Из этой потери, невозвратность которой сравнима разве что с невозвратностью смерти, и выросло все написанное им во Франции — отсюда и чувственная сила его прозы, созданной во второй, вне России, половине жизни. Существенно заметить, что личные потрясения и переживания Бунина той поры — а они были огромными, от бедности до нобелевского лауреатства и снова ужасающей бедности, от противоестественной жизни под одной крышей супругов и любовников до враждебности многих товарищей по несчастью, от бездомности до невозможности ощутить новую Россию как вовсе, начисто чужую — ничто из этого, за небольшими исключениями, не стало основой его сочинений. В сущности, все его вещи эмигрантского периода (кроме дневников) есть не что иное, как воспоминания, но воспоминания такой силы, которая достигает почти спиритического эффекта общения с душами мертвых.
Рассказ «В Париже» из «Темных аллей» не очень типичен для этого несравненного, не имеющего в русской литературе никакого подобия цикла рассказов о любви, — в нем жизнь описана как раз эмигрантская. Но мое личное пристрастие утвердило меня в уверенности, что именно «В Париже» представляет Бунина во всем его недостижимом величии мастера и во всей человеческой прелести вечного борца со смертью, делающего все в этом мире, на что падает его взгляд, вечным. Вот как начинается этот коротенький рассказ:
«Когда он был в шляпе, — шел по улице или стоял в вагоне метро, — и не видно было, что его коротко стриженные красноватые волосы остро серебрятся, по свежести его худого, бритого лица, по прямой выправке худой, высокой фигуры в длинном непромокаемом пальто, ему можно было дать не больше сорока лет. Только светлые глаза его смотрели с сухой грустью…»
Однако хватит. Цитировать хочется весь рассказ до последнего слова, но «Темные аллеи» теперь переиздают часто, да и в Интернете текст можно найти. Здесь же место для попытки понять, почему же и чем потрясает этот текст.
Вчитаемся хотя бы в первую фразу — что в ней такого, от чего сразу начинает щемить сердце? И если бы я был таким счастливым человеком, который впервые читает «В Париже», то и в этом случае я сразу бы понял, что впереди — скорая трагедия… Посмотрите внимательнее, вот оно: «…не видно было, что его коротко стриженные красноватые волосы остро серебрятся… ему можно было дать не больше сорока…» То есть понятно, что герой стар, что и дальше речь пойдет о старости сильного («глаза его смотрели с сухой грустью»), а' потому еще тяжелее, чем слабодушный, стареющего человека. В первом абзаце сразу задана интонация, и разлитая по фразам горечь уже входит в душу читателя, пропитывает ее.
Чем же достигает этого Бунин? А своим главным умением — способностью видеть и описывать мелкие, ему одному заметные детали, почти атомы действительности.
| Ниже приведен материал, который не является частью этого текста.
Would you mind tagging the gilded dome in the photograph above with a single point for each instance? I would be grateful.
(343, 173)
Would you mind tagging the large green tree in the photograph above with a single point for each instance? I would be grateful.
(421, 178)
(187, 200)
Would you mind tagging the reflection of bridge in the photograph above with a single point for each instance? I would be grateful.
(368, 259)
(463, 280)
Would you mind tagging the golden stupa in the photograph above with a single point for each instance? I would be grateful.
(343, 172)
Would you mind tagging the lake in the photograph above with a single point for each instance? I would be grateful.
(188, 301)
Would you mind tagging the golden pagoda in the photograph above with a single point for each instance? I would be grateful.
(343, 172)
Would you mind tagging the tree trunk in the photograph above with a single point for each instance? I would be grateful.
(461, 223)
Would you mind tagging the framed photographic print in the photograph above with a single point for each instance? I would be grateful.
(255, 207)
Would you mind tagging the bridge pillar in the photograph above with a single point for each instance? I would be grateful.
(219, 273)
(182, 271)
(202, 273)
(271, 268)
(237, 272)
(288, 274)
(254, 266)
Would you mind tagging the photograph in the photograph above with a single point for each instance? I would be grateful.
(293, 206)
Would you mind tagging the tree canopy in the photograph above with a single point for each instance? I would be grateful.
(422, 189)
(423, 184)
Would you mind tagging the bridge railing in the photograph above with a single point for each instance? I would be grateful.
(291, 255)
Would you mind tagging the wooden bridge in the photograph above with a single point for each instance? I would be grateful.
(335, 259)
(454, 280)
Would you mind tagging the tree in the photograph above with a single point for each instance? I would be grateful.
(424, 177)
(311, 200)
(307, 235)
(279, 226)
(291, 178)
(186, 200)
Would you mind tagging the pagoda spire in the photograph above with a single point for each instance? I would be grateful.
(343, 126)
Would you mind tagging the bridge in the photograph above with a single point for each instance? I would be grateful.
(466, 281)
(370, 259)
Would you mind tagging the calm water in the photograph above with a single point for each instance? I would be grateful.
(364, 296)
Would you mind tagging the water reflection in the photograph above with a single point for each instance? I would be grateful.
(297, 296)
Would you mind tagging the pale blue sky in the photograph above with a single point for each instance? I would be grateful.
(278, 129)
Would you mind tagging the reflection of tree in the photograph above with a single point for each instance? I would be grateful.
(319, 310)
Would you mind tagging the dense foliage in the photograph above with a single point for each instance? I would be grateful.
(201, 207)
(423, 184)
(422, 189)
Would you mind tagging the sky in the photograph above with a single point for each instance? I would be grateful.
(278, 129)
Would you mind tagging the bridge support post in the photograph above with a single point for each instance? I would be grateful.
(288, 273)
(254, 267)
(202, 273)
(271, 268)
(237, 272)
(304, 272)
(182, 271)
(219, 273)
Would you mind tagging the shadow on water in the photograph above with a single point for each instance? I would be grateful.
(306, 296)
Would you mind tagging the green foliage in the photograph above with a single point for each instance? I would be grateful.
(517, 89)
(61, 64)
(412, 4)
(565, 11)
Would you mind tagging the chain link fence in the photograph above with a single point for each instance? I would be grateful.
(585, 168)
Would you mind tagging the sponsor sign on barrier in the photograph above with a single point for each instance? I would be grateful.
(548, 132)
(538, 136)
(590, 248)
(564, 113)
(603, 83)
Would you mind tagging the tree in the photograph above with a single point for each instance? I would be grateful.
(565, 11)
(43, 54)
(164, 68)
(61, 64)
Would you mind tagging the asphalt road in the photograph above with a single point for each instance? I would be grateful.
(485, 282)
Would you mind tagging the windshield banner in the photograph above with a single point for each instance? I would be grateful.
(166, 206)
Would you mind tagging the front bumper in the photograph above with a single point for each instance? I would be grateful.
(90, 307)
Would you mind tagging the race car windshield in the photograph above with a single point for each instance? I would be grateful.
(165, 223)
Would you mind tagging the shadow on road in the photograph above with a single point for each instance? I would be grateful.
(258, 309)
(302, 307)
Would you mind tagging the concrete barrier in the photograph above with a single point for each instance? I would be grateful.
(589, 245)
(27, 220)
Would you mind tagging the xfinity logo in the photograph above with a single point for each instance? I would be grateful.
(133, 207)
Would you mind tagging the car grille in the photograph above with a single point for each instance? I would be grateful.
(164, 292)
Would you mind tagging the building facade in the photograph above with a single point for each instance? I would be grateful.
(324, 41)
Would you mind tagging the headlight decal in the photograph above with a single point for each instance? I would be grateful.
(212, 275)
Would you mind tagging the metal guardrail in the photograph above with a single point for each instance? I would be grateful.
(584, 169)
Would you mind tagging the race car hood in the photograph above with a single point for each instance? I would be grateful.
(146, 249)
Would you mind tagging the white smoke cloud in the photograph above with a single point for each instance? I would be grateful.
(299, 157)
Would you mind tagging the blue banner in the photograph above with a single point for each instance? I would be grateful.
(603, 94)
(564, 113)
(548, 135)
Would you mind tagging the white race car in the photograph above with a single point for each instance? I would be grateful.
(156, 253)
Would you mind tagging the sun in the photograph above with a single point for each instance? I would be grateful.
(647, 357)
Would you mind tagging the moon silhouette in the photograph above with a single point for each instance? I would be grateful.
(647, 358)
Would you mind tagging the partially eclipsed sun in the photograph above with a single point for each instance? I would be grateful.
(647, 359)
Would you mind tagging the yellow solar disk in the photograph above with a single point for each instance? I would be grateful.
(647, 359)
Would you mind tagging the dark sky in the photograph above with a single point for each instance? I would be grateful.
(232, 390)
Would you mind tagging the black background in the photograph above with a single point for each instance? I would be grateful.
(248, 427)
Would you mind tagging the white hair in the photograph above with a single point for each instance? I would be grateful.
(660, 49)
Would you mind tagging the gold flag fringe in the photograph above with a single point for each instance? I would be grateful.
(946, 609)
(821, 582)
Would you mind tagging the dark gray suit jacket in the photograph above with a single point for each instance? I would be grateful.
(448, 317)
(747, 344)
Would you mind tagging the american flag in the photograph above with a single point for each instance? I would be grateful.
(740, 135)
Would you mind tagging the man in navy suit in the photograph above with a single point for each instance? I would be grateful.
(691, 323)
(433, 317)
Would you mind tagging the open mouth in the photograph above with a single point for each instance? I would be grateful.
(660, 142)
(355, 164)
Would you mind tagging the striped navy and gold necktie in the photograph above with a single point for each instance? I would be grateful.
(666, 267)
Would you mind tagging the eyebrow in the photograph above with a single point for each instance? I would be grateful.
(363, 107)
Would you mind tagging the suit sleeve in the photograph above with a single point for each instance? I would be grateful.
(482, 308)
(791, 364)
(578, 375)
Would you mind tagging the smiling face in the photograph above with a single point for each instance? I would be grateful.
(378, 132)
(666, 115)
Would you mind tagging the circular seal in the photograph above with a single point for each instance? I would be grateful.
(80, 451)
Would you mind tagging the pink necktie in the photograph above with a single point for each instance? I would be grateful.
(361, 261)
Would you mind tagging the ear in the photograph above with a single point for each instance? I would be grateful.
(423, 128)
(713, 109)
И читатель действительно видит этого рыже-седого высокого и сухопарого старика, видит как живого — а потом герой совершенно естественно оказывается бывшим генералом, воевавшим и в Первой мировой, и в Гражданской войне, а теперь пишущим истории этих войн по заказам разных иностранных издательств… Такой, знаете ли, генерал из интеллигентных (вероятно, служил в мирное время по генеральному штабу или в академии преподавал) — и все это из нескольких слов, которые я выше процитировал, легко угадывается, а когда продолжаешь читать, то ты уже готов ко всему остальному, тебе уже и понятно все. Это и есть бунинская изобразительность, в которой абзац стоит главы, а слово — целой биографии.